Former professional boxing star Mike Tyson is no stranger to guest starring in video games - but he feels that one major company has left him out of their upcoming production.
Tyson took shots at major video game developer Nintendo in a Tweet on April 4, claiming that the company had already begun production on a new ‘Punch Out’ game without notifying him.
“Heard Nintendo was doing the new ‘Punch Out’ without even contacting me,” Tyson wrote. “It won’t be the same. My knockouts made the game. That’s wack.”
heard @Nintendo was doing the new “Punch Out” without even contacting me. it wont be the same. my knockouts made the game. thats whack.— Mike Tyson (@MikeTyson) April 4, 2019
However, Tyson’s comments come as a confusing surprise to fans, as there is no upcoming ‘Punch Out’ game in production - at least that we know of.
Unless Tyson leaked an as-yet unheard of game, it appears that the pugilist was referring to the re-release of the classic NES ‘Punch Out’ on the Nintendo Switch, which replaced his final boss fight with an enemy named “Mr. Dream” after their license to use Tyson as a character expired.

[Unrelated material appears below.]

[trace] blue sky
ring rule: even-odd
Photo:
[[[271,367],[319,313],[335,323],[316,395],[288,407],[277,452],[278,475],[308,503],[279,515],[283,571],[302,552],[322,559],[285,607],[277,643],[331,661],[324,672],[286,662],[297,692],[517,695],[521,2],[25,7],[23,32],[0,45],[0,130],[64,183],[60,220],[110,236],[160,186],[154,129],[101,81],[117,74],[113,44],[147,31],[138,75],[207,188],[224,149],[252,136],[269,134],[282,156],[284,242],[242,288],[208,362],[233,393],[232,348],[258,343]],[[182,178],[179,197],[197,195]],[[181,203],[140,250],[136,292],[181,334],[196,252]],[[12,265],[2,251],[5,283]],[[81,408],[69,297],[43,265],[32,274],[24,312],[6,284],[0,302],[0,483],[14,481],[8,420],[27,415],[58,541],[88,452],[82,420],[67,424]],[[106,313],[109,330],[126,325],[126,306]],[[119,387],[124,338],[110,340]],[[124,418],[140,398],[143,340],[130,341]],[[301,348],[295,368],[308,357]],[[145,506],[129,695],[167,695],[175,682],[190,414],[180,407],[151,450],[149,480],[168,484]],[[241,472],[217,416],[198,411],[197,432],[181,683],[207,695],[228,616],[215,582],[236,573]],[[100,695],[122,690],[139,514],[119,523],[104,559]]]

Tyson had even Tweeted about being replaced with “Mr. Dream” in a preceding post, writing, “Mr. Dream? everyone tell Nintendo America who they think of when they hear ‘Punch Out.’”

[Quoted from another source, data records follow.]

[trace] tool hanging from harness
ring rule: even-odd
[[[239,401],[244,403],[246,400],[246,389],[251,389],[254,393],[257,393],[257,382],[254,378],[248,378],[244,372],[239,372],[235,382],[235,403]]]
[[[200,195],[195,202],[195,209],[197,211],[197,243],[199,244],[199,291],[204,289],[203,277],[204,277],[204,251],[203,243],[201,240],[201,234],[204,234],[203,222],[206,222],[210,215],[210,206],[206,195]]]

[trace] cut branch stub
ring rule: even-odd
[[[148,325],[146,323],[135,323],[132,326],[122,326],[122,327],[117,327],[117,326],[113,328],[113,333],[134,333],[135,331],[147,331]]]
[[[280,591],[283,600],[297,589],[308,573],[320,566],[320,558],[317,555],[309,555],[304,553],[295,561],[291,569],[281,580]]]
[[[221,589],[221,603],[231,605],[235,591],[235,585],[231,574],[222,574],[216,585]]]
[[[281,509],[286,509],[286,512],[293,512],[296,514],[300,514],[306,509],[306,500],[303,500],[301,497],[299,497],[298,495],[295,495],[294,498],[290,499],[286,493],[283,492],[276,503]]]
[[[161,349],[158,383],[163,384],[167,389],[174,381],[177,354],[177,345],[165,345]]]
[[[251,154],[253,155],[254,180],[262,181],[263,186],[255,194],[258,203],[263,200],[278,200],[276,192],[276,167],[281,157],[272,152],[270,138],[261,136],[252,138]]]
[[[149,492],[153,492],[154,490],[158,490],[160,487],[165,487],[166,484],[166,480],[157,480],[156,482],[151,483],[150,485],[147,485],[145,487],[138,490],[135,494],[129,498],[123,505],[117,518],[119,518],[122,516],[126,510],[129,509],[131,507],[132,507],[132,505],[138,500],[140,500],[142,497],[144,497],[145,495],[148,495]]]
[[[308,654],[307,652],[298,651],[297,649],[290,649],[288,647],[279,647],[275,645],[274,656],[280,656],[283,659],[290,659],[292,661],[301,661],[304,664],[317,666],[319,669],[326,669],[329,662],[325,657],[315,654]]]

In fact, Tyson was even featured in the original game’s title, which had initially been ‘Mike Tyson’s Punch Out’ before Nintendo decided to mitigate possible legal risks.

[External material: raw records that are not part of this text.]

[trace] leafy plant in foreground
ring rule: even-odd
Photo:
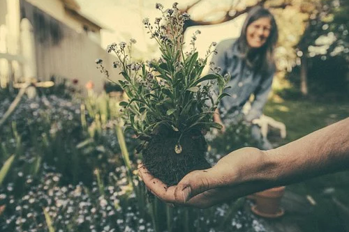
[[[210,73],[202,77],[207,59],[216,52],[213,42],[204,59],[195,47],[197,31],[192,37],[190,52],[184,52],[183,26],[189,19],[174,3],[172,8],[156,8],[162,17],[154,25],[146,18],[145,28],[158,44],[161,56],[157,61],[133,62],[128,55],[132,45],[126,42],[108,46],[114,52],[124,80],[119,81],[128,96],[120,102],[124,107],[126,127],[145,141],[142,145],[143,163],[156,177],[169,185],[175,184],[186,173],[209,165],[203,158],[206,142],[203,135],[211,127],[221,128],[212,116],[223,93],[228,76]],[[163,24],[161,24],[163,22]],[[128,52],[129,54],[130,52]],[[101,72],[110,79],[102,60],[96,61]],[[214,86],[217,98],[212,98]]]

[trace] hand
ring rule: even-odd
[[[262,175],[260,164],[264,159],[265,154],[259,149],[242,148],[223,157],[214,167],[192,171],[177,185],[170,187],[151,176],[142,164],[138,171],[147,187],[163,201],[206,208],[267,188],[254,181],[255,175]]]

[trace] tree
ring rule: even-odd
[[[300,88],[303,95],[309,94],[308,63],[309,59],[322,59],[341,56],[349,62],[348,0],[322,0],[304,11],[309,13],[306,29],[297,46],[301,63]]]

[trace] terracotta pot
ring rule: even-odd
[[[285,193],[285,186],[274,187],[253,194],[255,205],[251,210],[263,217],[276,218],[281,217],[285,210],[280,206],[280,201]]]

Nintendo’s choice to pull Tyson from ‘Punch Out’ wouldn’t be the first time he was removed from a game, either; Capcom notably switched his name from boxer ‘M. Bison’ in Street Fighter II ahead of release, thus changing all three names for its cast of boss characters in the process to avoid a potential lawsuit.
Despite Tyson’s apparent blunder in regards to the Switch re-release, he very well may have heard rumblings of a new ‘Punch Out’ in the works - although no such developments have yet been reported.
Tyson has since poked fun at the situation, even uploading a clip from his podcast where he'd learned about his inspiration for Street Fighter’s original boxer.